Using the NMDC API Graphical User Interface (GUI)

Note: This guide was written with respect to NMDC API version 2.13.0.

Retrieving metadata using "Metadata access" API endpoints

Metadata describing NMDC data (e.g. studies, biosamples, data objects, etc.) may be retrieved with GET requests, using the NMDC API Graphical User Interface (GUI). The API GUI provides a guided user interface for direct access to NMDC metadata. People can use it to:

perform granular, targeted queries. This is especially helpful if a user has a query that may not be supported by the NMDC Data Portal yet.
learn about querying capabilities. It provides code snippets that can be used in scripts for programmatic access, i.e. the request curl commands and URLs provided in the responses (please see the examples below).

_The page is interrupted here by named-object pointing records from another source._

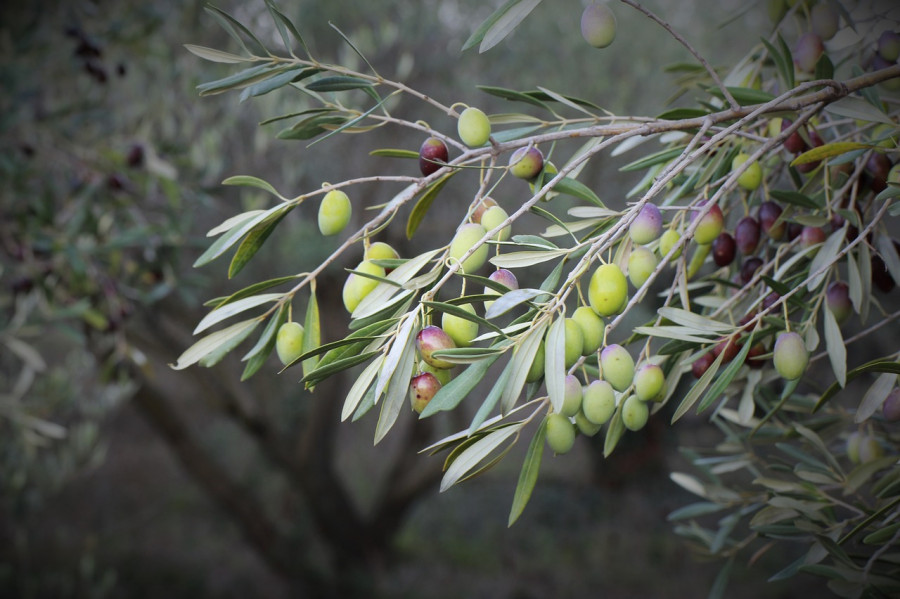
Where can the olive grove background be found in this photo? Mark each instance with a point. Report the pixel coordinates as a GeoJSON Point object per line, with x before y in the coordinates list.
{"type": "Point", "coordinates": [122, 478]}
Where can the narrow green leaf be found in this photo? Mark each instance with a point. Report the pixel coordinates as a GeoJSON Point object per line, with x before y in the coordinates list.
{"type": "Point", "coordinates": [238, 80]}
{"type": "Point", "coordinates": [311, 127]}
{"type": "Point", "coordinates": [579, 190]}
{"type": "Point", "coordinates": [254, 241]}
{"type": "Point", "coordinates": [795, 198]}
{"type": "Point", "coordinates": [879, 365]}
{"type": "Point", "coordinates": [554, 363]}
{"type": "Point", "coordinates": [449, 396]}
{"type": "Point", "coordinates": [515, 96]}
{"type": "Point", "coordinates": [660, 157]}
{"type": "Point", "coordinates": [337, 83]}
{"type": "Point", "coordinates": [490, 402]}
{"type": "Point", "coordinates": [834, 344]}
{"type": "Point", "coordinates": [212, 342]}
{"type": "Point", "coordinates": [397, 389]}
{"type": "Point", "coordinates": [394, 153]}
{"type": "Point", "coordinates": [229, 23]}
{"type": "Point", "coordinates": [312, 332]}
{"type": "Point", "coordinates": [475, 454]}
{"type": "Point", "coordinates": [875, 396]}
{"type": "Point", "coordinates": [424, 203]}
{"type": "Point", "coordinates": [249, 181]}
{"type": "Point", "coordinates": [234, 308]}
{"type": "Point", "coordinates": [323, 371]}
{"type": "Point", "coordinates": [827, 151]}
{"type": "Point", "coordinates": [523, 357]}
{"type": "Point", "coordinates": [506, 23]}
{"type": "Point", "coordinates": [252, 290]}
{"type": "Point", "coordinates": [260, 352]}
{"type": "Point", "coordinates": [362, 384]}
{"type": "Point", "coordinates": [826, 256]}
{"type": "Point", "coordinates": [725, 378]}
{"type": "Point", "coordinates": [528, 475]}
{"type": "Point", "coordinates": [699, 387]}
{"type": "Point", "coordinates": [614, 431]}
{"type": "Point", "coordinates": [215, 55]}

The API endpoints are organized into five groups:

Metadata access - Retrieve and manage metadata
Workflow management - Manage workflows and their execution
Persistent identifiers - Mint and manage persistent identifiers
User accounts - Create and manage user accounts
System administration - Retrieve system information

Please note that the endpoints discussed in this document were designed for use primarily by NMDC data consumers. For documentation describing other endpoints, primarily those designed for use by NMDC team members, please see the NMDC Runtime documentation.

API requests can include parameters to filter, sort, and organize the requested information. The Metadata access section contains endpoints using different query syntax approaches. Some endpoints use compact syntax (for example, filtering biosamples for those having an "Ecosystem Category" of "Plants" would involve submitting a request containing ecosystem_category:Plants to the GET /biosamples endpoint). Other endpoints use MongoDB-like query syntax (for example, the same filter would look like {"ecosystem_category": "Plants"} using the GET /nmdcschema/{collection_name} endpoint with collection_name set to biosample_set).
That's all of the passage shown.